Training Time and Resources

Expected Training Time

With default configuration (train.yaml):

  • 4x A100 40GB with mixed_precision=bf16: ~40 hours
  • 2x A100 40GB with mixed_precision=bf16: ~80 hours
  • 1x A100 40GB with mixed_precision=bf16: ~160 hours

Training time scales approximately linearly with number of GPUs.

Resource Usage

  • GPU Memory:
    • Single GPU (bf16): ~35GB
    • Single GPU (fp32): ~40GB+ (may not fit in smaller GPUs)
  • Disk Space:
    • Checkpoints: ~1GB per checkpoint
    • Logs and metrics: ~100MB
    • Total: ~10-15GB for full training run

Monitoring Training

Training Outputs

Training saves outputs to the specified out_dir:

out_dir/
├── checkpoints/
│   ├── epoch_10.pth
│   ├── epoch_20.pth
│   └── best.pth
├── logs/
│   └── train.log
└── config.yaml  # Saved configuration

Logging

Training logs include:

  • Loss values (per batch and per epoch)
  • Learning rate schedule
  • Training/validation metrics
  • Timing information

View logs in real-time:

tail -f out_dir/logs/train.log

TensorBoard (Optional)

If you want to use TensorBoard for visualization, modify the training script to add TensorBoard logging.

Using Trained Models

Loading Custom Weights for Inference

After training, use your custom weights for inference:

uv run python ./tools/infer.py \
  --input "data/*.png" \
  --output-dir outputs/ \
  --matting-weight-path /path/to/output/checkpoints/best.pth \
  --device cuda

Or in Python:

from layerd import LayerD

# Load with custom weights
layerd = LayerD(
    matting_hf_card="cyberagent/layerd-birefnet",  # Base model architecture
    # Then manually load your weights after initialization
)
# Note: Direct custom weight loading API may need implementation

Evaluating Trained Models

Evaluate your trained model on test set:

# First, run inference on test set
uv run python ./tools/infer.py \
  --input /path/to/dataset/test/composite/ \
  --output-dir /path/to/predictions/ \
  --matting-weight-path /path/to/output/checkpoints/best.pth \
  --device cuda

# Then evaluate predictions
uv run python ./tools/evaluate.py \
  --pred-dir /path/to/predictions/ \
  --gt-dir /path/to/dataset/test/layers/ \
  --output-dir /path/to/eval_results/ \
  --max-edits 5

See evaluation.md for more details.

Troubleshooting

Common Issues

Problem: CUDA out of memory during training

Solutions:

  1. Reduce batch size: batch_size=2 or batch_size=1
  2. Use mixed precision: mixed_precision=bf16
  3. Use gradient accumulation (modify training script)

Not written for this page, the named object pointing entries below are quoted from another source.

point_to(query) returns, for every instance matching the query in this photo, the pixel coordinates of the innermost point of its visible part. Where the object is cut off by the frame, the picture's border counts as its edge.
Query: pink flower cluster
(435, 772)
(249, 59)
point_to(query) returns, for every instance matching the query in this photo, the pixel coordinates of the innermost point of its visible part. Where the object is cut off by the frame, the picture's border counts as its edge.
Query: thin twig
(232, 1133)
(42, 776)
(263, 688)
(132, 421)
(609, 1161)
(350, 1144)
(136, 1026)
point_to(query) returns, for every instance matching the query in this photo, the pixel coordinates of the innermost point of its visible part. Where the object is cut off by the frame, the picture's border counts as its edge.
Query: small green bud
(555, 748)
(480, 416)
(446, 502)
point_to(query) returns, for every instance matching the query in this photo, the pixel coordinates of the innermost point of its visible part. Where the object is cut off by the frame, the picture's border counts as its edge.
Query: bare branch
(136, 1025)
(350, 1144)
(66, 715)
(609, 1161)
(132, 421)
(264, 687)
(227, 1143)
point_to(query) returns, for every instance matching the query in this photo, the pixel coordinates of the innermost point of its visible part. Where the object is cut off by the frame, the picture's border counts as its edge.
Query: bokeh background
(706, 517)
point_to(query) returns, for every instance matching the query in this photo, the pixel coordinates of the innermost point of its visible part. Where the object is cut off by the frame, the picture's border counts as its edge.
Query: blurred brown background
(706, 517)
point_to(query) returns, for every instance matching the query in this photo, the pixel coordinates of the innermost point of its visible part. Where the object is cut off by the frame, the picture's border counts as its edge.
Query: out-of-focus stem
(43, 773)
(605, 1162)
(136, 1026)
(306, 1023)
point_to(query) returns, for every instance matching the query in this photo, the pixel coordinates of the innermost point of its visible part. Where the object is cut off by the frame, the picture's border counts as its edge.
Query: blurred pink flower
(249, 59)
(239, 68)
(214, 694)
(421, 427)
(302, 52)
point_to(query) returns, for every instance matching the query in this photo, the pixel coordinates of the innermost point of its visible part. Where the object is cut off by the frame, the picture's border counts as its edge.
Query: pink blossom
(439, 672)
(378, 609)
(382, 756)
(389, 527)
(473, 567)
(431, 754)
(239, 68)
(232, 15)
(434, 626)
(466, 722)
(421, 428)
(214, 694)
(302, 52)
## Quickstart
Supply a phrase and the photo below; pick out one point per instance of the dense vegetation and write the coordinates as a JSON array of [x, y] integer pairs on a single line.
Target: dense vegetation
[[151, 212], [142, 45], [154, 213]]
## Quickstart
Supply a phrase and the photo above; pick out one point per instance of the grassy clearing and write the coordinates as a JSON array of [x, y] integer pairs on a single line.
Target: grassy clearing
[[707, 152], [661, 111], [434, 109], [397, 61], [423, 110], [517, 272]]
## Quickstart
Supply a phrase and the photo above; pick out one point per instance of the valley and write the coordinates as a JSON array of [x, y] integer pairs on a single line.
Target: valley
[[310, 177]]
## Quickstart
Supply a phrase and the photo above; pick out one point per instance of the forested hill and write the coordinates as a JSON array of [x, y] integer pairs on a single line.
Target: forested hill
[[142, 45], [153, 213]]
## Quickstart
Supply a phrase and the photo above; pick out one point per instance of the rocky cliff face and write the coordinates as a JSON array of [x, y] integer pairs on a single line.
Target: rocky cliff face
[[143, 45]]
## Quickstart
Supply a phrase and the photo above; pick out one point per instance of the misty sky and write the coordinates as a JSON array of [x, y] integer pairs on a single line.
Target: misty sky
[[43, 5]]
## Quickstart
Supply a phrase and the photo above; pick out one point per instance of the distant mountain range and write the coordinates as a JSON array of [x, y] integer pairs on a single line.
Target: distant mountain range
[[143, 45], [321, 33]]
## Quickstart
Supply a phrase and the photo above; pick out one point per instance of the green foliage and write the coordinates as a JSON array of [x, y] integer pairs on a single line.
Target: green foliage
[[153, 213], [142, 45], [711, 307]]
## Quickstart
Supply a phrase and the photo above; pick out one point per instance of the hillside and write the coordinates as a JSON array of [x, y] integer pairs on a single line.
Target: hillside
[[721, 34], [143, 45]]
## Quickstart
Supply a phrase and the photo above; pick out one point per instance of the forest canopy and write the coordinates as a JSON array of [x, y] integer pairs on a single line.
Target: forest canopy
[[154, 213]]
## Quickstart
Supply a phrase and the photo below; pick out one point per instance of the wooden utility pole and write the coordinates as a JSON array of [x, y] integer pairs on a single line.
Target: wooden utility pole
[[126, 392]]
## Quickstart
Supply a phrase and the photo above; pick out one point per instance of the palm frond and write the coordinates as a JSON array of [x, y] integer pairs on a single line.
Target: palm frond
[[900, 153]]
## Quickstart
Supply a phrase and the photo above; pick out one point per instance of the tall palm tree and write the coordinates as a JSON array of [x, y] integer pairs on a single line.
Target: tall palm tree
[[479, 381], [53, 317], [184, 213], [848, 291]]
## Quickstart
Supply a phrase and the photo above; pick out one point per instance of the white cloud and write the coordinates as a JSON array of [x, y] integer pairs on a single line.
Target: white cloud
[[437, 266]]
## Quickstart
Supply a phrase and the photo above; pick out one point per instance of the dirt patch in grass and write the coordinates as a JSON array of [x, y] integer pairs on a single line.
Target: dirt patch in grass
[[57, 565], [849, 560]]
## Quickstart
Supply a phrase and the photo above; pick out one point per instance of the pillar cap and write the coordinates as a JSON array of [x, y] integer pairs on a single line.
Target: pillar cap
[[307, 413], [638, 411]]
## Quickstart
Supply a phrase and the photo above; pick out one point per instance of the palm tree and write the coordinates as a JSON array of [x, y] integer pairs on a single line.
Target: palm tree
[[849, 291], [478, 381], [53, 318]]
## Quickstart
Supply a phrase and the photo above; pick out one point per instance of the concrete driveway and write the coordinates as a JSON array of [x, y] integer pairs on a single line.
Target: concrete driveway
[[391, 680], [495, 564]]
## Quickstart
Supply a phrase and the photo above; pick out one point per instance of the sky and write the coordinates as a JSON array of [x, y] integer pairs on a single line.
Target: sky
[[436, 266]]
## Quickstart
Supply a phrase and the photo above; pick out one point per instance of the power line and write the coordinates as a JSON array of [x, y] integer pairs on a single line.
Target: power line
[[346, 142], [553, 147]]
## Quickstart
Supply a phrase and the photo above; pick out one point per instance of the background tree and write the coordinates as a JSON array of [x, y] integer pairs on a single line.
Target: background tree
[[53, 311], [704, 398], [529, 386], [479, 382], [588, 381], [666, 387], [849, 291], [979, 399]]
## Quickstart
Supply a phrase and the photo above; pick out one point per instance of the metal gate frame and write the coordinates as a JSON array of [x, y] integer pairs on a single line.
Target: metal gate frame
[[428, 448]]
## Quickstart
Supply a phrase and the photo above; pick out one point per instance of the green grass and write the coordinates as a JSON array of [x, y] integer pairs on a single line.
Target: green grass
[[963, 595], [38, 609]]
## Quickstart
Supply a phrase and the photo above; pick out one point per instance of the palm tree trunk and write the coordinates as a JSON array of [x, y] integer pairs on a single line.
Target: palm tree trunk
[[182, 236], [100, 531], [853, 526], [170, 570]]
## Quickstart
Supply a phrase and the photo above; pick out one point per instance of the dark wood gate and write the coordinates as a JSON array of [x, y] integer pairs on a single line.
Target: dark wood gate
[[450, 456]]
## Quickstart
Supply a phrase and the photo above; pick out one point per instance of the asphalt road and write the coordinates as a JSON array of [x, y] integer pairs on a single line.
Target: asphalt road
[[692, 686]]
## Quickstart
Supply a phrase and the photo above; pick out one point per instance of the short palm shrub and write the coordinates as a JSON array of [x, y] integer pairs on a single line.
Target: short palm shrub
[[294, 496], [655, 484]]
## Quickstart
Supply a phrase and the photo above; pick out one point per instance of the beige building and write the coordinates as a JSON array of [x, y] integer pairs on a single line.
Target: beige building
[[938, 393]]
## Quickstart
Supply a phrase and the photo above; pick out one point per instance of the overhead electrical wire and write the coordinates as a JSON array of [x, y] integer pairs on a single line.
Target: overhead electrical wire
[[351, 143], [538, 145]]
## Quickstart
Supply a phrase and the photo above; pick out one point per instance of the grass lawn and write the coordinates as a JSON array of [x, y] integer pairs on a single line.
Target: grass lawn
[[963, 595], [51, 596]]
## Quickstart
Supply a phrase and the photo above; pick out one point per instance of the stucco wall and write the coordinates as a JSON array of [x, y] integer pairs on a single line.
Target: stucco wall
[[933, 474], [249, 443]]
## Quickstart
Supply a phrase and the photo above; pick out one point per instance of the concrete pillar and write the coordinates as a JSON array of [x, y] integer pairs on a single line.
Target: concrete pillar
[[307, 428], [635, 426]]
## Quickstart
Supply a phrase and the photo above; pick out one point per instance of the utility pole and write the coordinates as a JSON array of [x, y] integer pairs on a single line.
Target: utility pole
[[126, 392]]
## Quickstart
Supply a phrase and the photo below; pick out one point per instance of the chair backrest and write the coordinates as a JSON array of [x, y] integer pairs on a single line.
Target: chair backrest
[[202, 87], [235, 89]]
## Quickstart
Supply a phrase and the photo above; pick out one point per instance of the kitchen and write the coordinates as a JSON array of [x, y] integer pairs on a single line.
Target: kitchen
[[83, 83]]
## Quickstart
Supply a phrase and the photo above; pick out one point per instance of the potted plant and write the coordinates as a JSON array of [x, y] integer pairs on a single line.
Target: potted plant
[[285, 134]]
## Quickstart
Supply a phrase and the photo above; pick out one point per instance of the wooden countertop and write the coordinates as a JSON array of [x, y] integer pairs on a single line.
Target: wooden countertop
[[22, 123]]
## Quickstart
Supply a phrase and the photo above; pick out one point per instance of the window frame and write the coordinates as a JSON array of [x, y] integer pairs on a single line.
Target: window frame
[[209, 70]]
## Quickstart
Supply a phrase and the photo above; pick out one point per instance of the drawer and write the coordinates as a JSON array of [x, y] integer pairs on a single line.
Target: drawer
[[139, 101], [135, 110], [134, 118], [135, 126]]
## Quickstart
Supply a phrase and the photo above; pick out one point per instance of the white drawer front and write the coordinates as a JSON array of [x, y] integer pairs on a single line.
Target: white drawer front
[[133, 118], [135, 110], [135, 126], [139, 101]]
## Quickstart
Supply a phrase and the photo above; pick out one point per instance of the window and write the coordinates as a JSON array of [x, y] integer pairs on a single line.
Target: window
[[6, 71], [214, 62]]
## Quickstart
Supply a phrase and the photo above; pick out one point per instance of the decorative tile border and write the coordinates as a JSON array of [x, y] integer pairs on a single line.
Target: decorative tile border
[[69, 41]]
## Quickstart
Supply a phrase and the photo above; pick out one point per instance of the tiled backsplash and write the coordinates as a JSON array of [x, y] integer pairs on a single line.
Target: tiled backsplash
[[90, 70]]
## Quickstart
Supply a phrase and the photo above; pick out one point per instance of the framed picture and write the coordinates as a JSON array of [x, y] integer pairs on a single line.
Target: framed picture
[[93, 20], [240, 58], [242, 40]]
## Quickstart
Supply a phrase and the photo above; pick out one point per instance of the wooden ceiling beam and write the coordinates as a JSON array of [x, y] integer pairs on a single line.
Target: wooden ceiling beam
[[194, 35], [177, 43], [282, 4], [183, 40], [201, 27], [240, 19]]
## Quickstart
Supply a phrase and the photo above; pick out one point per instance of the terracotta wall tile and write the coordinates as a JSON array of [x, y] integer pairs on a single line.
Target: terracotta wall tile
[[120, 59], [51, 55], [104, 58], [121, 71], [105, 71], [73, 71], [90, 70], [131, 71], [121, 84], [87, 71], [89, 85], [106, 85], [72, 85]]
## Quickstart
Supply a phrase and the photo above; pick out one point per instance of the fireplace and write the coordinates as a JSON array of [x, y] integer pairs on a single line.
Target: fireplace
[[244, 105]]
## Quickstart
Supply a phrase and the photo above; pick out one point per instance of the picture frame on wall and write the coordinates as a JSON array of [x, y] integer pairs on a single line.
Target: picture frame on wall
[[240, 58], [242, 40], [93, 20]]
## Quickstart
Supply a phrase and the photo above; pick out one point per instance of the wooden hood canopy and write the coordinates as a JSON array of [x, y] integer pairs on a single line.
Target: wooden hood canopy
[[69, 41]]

Problem: Training is very slow

Solutions:

  1. Use multiple GPUs with dist=true or use_accelerate=true
  2. Use mixed precision: mixed_precision=bf16
  3. Increase num_workers for data loading: num_workers=8

Problem: NaN loss during training

Solutions:

  1. Reduce learning rate: learning_rate=5e-5
  2. Check dataset for corrupted images
  3. Use mixed precision with bf16 instead of fp16

Problem: Dataset download fails

Solutions:

  1. Check internet connection
  2. Ensure sufficient disk space (~20GB)
  3. Try again (downloads can be resumed)

For more troubleshooting help, see troubleshooting.md.

Fine-tuning Tips

Starting from Pre-trained Weights

The default configuration uses pre-trained BiRefNet weights. Fine-tuning from these weights is recommended for:

  • Faster convergence
  • Better performance on small datasets
  • Domain-specific customization

Hyperparameter Tuning

Key hyperparameters to adjust:

  • Learning rate: Start with 1e-4, reduce if training is unstable
  • Batch size: Larger is better (if memory allows)
  • Epochs: Monitor validation loss to determine optimal stopping point
  • Weight decay: Controls regularization (default: 1e-4)

Data Augmentation

The training pipeline includes data augmentation. You can modify augmentation in the dataset implementation:

  • Horizontal flipping
  • Random cropping
  • Color jittering
  • Scaling

See src/layerd/matting/birefnet/dataset.py for details.

Advanced Topics

Custom Dataset

To train on a custom dataset:

  1. Prepare your dataset in the same structure as Crello:

    dataset/
    ├── train/
    │   ├── im/   # Input composite images
    │   └── gt/   # Ground-truth alpha mattes
    └── validation/
        ├── im/
        └── gt/
    
  2. Ensure images are paired (same filename in im/ and gt/)

  3. Run training with your dataset path:

    uv run python ./tools/train.py \
      config_path=./src/layerd/configs/train.yaml \
      data_root=/path/to/custom_dataset \
      out_dir=/path/to/output \
      device=cuda

Distributed Training on Multiple Nodes

For multi-node distributed training, modify the torchrun command:

# On each node, run:
torchrun \
  --nnodes=2 \
  --nproc_per_node=4 \
  --node_rank=$NODE_RANK \
  --master_addr=$MASTER_ADDR \
  --master_port=$MASTER_PORT \
  ./tools/train.py \
  config_path=./src/layerd/configs/train.yaml \
  data_root=/path/to/dataset \
  out_dir=/path/to/output \
  dist=true

Acknowledgments

We thank the authors of BiRefNet for releasing their code, which we used as the basis for our matting backbone.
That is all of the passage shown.